We are building a new network.

All existing devices keep working for now — the transition period will last a couple of weeks while the new infrastructure is being set up. Once it’s ready, all active connections will be migrated to the new servers.

The core idea behind the new architecture is distributed infrastructure. A cloud instead of a tree.

First layer: entry nodes. A cloud divided into cells. Each cell is a Kubernetes cluster tied to a single domain. This gives us flexible IP rotation through continuous node cycling: the topology never stands still, the address pool changes constantly. There are many cells, and domain names are not permanent either. The distribution mechanism routes each client along a different path every time — at sufficient scale, IPs and domains do repeat, but never beyond what looks like ordinary user traffic to familiar network resources.

Second layer: exit nodes. We’ll containerize this part to open the door for new participants — without handing over server control or any administrative access. Onboarding is straightforward for anyone who can rent a server and run a container.

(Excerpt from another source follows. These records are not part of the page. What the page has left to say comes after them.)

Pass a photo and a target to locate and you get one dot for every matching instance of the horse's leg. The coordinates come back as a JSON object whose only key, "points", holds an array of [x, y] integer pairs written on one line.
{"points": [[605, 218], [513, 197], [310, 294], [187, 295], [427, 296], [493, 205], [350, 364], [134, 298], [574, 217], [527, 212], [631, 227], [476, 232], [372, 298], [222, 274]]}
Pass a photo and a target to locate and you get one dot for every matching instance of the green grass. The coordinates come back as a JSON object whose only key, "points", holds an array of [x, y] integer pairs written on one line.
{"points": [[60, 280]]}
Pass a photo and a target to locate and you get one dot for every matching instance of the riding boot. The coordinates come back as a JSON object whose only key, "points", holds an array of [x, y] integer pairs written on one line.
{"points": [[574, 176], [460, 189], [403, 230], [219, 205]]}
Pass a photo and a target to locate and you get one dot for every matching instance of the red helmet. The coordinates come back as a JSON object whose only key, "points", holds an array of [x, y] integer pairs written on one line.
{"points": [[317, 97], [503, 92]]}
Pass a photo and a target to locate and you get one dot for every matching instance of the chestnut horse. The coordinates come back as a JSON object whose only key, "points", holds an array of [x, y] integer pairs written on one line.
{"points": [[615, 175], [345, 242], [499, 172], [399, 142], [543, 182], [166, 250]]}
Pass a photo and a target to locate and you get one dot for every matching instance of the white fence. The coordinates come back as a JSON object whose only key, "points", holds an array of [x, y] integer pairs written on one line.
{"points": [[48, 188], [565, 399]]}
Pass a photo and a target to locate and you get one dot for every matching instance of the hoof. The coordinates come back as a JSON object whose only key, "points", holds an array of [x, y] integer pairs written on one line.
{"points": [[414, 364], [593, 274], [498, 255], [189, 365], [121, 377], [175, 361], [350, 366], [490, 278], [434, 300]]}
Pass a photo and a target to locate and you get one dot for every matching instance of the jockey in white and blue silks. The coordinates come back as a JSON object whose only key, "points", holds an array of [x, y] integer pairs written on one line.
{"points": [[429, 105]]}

Entry nodes route each participant to their own exit node — if an exit node is compromised, the participant simply repeats the process: connects a new server using the same scenario.

Third layer: core infrastructure. Data about connections, participants, and nodes — everything needed for routing control, backups, and operational management — goes into a separate distributed cluster.

The first two layers are the data plane, the working part of the network. The third is the control plane, the brain of the whole system. That’s where we’ll start building the new architecture.

First and foremost, this means working with data — including sensitive data. That calls for a higher security baseline. I’ve never been paranoid about this — but maybe it’s time to start.